A wide shot of a ceramics studio, featuring students working with pottery wheels and other tools.

Kate Dumbleton

Associate Professor, Graduate Director

Bio

Associate Professor, Arts Administration and policy. BA, 1989, Hamilton College, Clinton, NY; MA, 2008, School of the Art Institute of Chicago. Concurrent Positions: Artistic and Executive Director, Hyde Park Jazz Festival. Productions: Rovate '04, Mirror Ball '05, Glass Head '06; Fixtures and Fissures '09, Hyde Park Jazz Festival 2012-Present; Recordings: The Sophisticate, Port Chicago, Harriet Tubman. Music Curator/Consultant: Intersection for the Arts, San Francisco; Cafe Royale, San Francisco; Bruno's Jazz Club, San Francisco, Department of Cultural Affairs and Special Events, Chicago, Jazz Institute of Chicago, Reva and David Logan Center for the Arts, Chicago, UChicago Presents.

Experience at SAIC

I have been a part of the SAIC faculty since 2008, first as part-time faculty and now as an Associate Professor. I am also an alumna of the Master of Arts in Arts Administration and Policy program. It is impossible to overstate how much the SAIC community has meant to my life and work. SAIC is a fascinating environment in which to engage in critical questions about culture. It is a place for makers, thinkers, producers, organizers, designers, advocates, curators, creators, philanthropists, innovators... and on and on. SAIC embraces complexity and all its attributes. It is also a warm community that supports student learning with profound depth and commitment.

Personal Statement

My teaching philosophy is based on placing students at the crux of theory-practice. I try to create a learning environment in which students are continually and critically engaged with history, theory, and creative practice in the context of making things happen in real time. It is my hope that students in my classes are actively engaged in creating the future, not simply learning skills for the present. I want students to practice making change.
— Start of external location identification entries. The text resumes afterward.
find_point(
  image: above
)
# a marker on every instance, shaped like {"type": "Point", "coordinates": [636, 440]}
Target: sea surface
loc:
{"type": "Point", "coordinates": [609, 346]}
This is what I hope the Management Studio does through a diverse set of experiences.

My own work for the last 20 years has been primarily in jazz and improvised music. In all of my work is a fundamental interest in how and why ideas, people, and systems organize; how to continually shape environments that support experimentation and creativity; and what it means to lead emergent systems. I am interested in the interplay between composition (or structure) and improvisation (emergence).

My current work aside from SAIC is as the Executive and Artistic Director of the Hyde Park Jazz Festival on the South Side of Chicago. The South Side has a rich history in jazz and improvised music, from Louis Armstrong to the black experimentalist movement of the AACM. The Festival is a fascinating evolving cultural model and a major production annually. In addition to this, I work closely with the individual artists to support their efforts to develop various aspects of their work.

Official Bio

Kate Dumbleton is an Associate Professor at the School of the Art Institute of Chicago in the MA program in Arts Administration and Policy and the Artistic and Executive Director of the Hyde Park Jazz Festival. She had been part-time faculty since 2008. Kate joined the Hyde Park Jazz Festival in fall 2012 from the position of Executive Director of the critically acclaimed Chicago Jazz Ensemble. Her work in jazz, improvised music, and performance spans more than two decades.

Kate's experience includes music direction for jazz clubs and festivals; curatorial direction of artistic residences; direction of interdisciplinary projects in music, dance, theater, visual art, film; venue and record label management; administrative direction; and artist management. She owned and operated a successful performance, exhibition space/wine bar in the Bay Area from 2000-2006. Kate serves on several nonprofit Boards, is a frequent participant in various public programming initiatives and plays a part on numerous curatorial teams in Chicago and beyond.

Current Interests

Collaboration and coalition building; commissioning and developing new work; advocating for individual artist support; urban planning and cultural programming; environmentalism sustainability/adaptation; systems theory; improvisation as methodology; black experimental music; design theory; cultural justice.